In this paper we consider Pipkin-type bi-dimensional continua with two orthogonal families of inextensible fibers. We generalize the representation formula due to Rivlin (J. Ration. Mech. Anal. 4(6):951-974, 1955) valid for planar placement fields. They are the sum of two vector functions each of which depends on one real variable only, are piece-wise C2 and may exhibit jumps of their first gradients on some inextensible fibers. Subsequently we consider a deformation energy depending only on the shear deformation relative to the inextensible families of fibers. In the suitably introduced space of configurations representing considered constrained kinematics, we formulate the relative energy minimization problem for the standard bias extension test problem, i.e., elongation of specimens which (i) have the shape of a rectangle with one side exactly three times longer than the other; (ii) are subject to a relative displacement of shorter sides in the direction parallel to the longer one. By exploiting the material and geometric symmetries, we reduce the aforementioned minimization problem to the determination of a piece-wise real function defined in a real interval.

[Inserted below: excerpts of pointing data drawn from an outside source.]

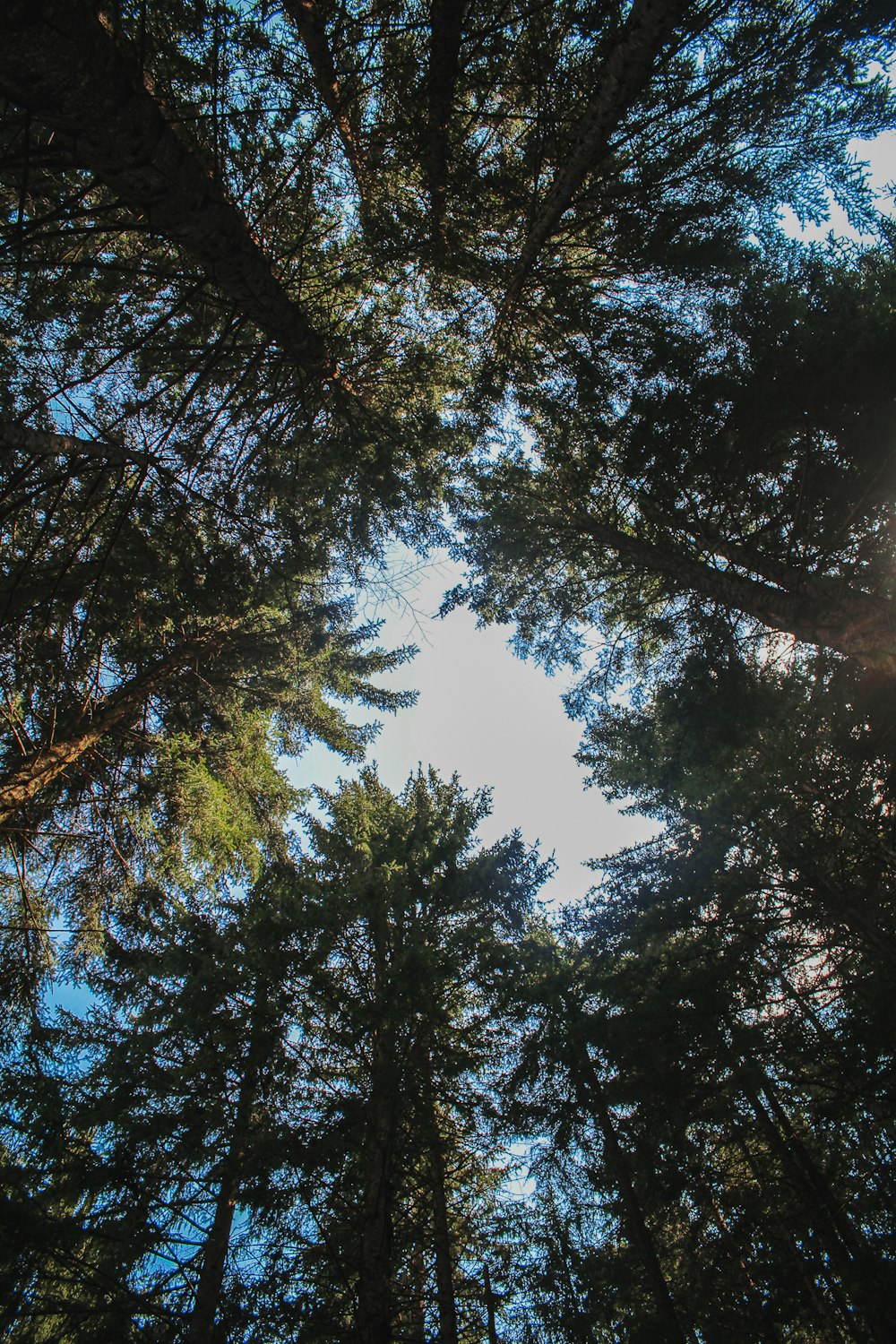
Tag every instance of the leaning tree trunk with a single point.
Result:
(59, 61)
(24, 781)
(622, 77)
(446, 30)
(863, 1279)
(445, 1300)
(592, 1102)
(214, 1258)
(815, 609)
(374, 1322)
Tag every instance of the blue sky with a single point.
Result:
(495, 720)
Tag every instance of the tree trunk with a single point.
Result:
(446, 30)
(441, 1231)
(59, 61)
(37, 771)
(312, 30)
(856, 624)
(38, 443)
(211, 1279)
(848, 1252)
(375, 1279)
(489, 1305)
(618, 82)
(590, 1098)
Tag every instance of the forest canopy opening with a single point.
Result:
(284, 288)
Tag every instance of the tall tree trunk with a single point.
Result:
(214, 1261)
(826, 1322)
(441, 1231)
(312, 30)
(591, 1099)
(37, 771)
(849, 1254)
(374, 1322)
(489, 1305)
(621, 78)
(820, 612)
(40, 444)
(446, 30)
(59, 61)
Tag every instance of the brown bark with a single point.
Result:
(821, 612)
(202, 1322)
(446, 30)
(374, 1320)
(39, 443)
(489, 1305)
(37, 771)
(618, 82)
(312, 30)
(441, 1231)
(61, 62)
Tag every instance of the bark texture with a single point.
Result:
(211, 1279)
(62, 64)
(38, 443)
(591, 1101)
(446, 30)
(815, 609)
(48, 762)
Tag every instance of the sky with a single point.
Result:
(493, 719)
(498, 720)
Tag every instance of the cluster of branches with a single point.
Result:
(279, 285)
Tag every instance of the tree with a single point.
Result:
(748, 473)
(403, 1148)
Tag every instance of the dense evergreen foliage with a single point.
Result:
(281, 285)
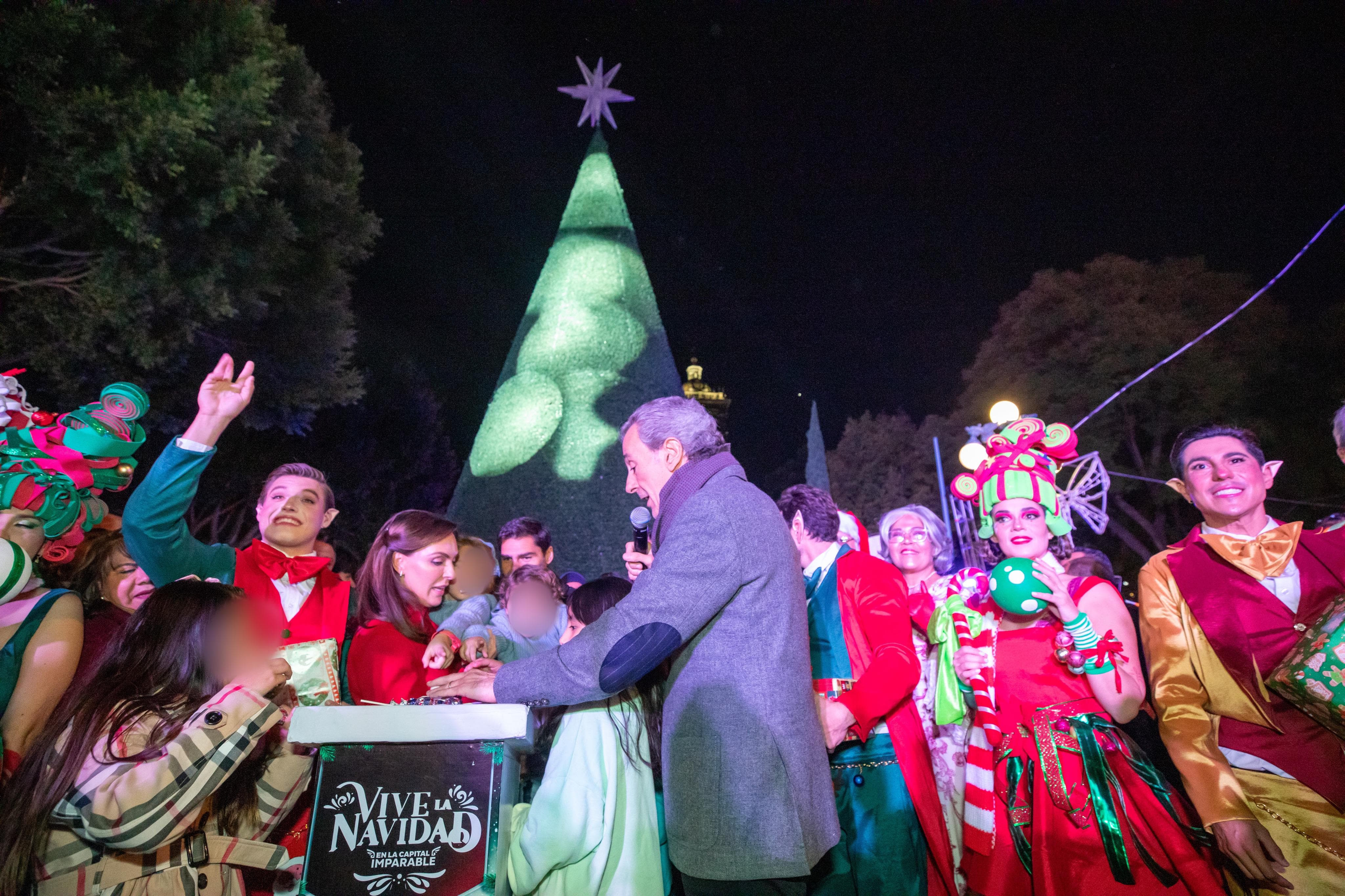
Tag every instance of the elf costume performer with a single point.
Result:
(893, 840)
(280, 570)
(1059, 800)
(52, 472)
(298, 590)
(1219, 612)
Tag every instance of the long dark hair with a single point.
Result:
(155, 670)
(587, 604)
(381, 591)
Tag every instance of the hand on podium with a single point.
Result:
(475, 683)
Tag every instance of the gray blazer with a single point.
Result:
(746, 776)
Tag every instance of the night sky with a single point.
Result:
(830, 199)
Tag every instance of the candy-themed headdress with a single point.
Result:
(57, 467)
(1021, 463)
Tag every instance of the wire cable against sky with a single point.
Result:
(1149, 479)
(1227, 317)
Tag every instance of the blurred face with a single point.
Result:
(125, 585)
(522, 553)
(427, 573)
(25, 530)
(474, 573)
(237, 643)
(1021, 528)
(1223, 480)
(648, 471)
(532, 609)
(292, 512)
(572, 629)
(848, 538)
(910, 544)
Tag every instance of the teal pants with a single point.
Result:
(881, 849)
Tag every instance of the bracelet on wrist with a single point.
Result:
(1082, 632)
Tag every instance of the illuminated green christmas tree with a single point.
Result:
(590, 351)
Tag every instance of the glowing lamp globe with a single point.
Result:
(1012, 586)
(1004, 413)
(972, 455)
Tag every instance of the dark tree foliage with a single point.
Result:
(1072, 338)
(171, 189)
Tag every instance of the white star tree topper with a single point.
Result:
(596, 93)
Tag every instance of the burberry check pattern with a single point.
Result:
(139, 812)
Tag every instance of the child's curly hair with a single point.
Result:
(532, 574)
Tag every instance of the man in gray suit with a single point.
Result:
(747, 785)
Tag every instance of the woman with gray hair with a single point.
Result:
(916, 542)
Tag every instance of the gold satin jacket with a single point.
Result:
(1192, 691)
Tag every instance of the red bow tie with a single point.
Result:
(276, 565)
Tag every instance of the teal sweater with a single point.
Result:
(155, 527)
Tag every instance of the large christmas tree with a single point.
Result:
(590, 351)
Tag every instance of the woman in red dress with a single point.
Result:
(1059, 800)
(405, 575)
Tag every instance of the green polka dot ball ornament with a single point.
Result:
(1013, 584)
(15, 570)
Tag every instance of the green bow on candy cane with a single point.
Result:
(949, 706)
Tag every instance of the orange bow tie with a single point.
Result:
(1264, 557)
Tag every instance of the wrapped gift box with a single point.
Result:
(1312, 676)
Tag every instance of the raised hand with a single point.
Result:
(968, 663)
(1254, 851)
(221, 399)
(1058, 597)
(265, 677)
(439, 652)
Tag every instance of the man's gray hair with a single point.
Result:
(939, 538)
(677, 418)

A delicate calculation of the energy first variation produces a necessary stationarity condition: it consists of an integral equation which is to be satisfied by the unknown function. The crucial points of this deduction are represented by (i) the reduction of two-dimensional integrals to one-dimensional integrals by the Fubini Theorem and (ii) the determination of the set of admissible kinematical functions on the basis of imposed boundary conditions, which implies a further integral constraint condition on the unknown function. Therefore the energy minimization problem requires the introduction of a global Lagrange multiplier. The established integral equations are solved numerically with a scheme based on a contraction type iterative process. Finally, the equilibrium shapes of the specimen undergoing large deformations, as determined by the presented model, are shown and briefly discussed.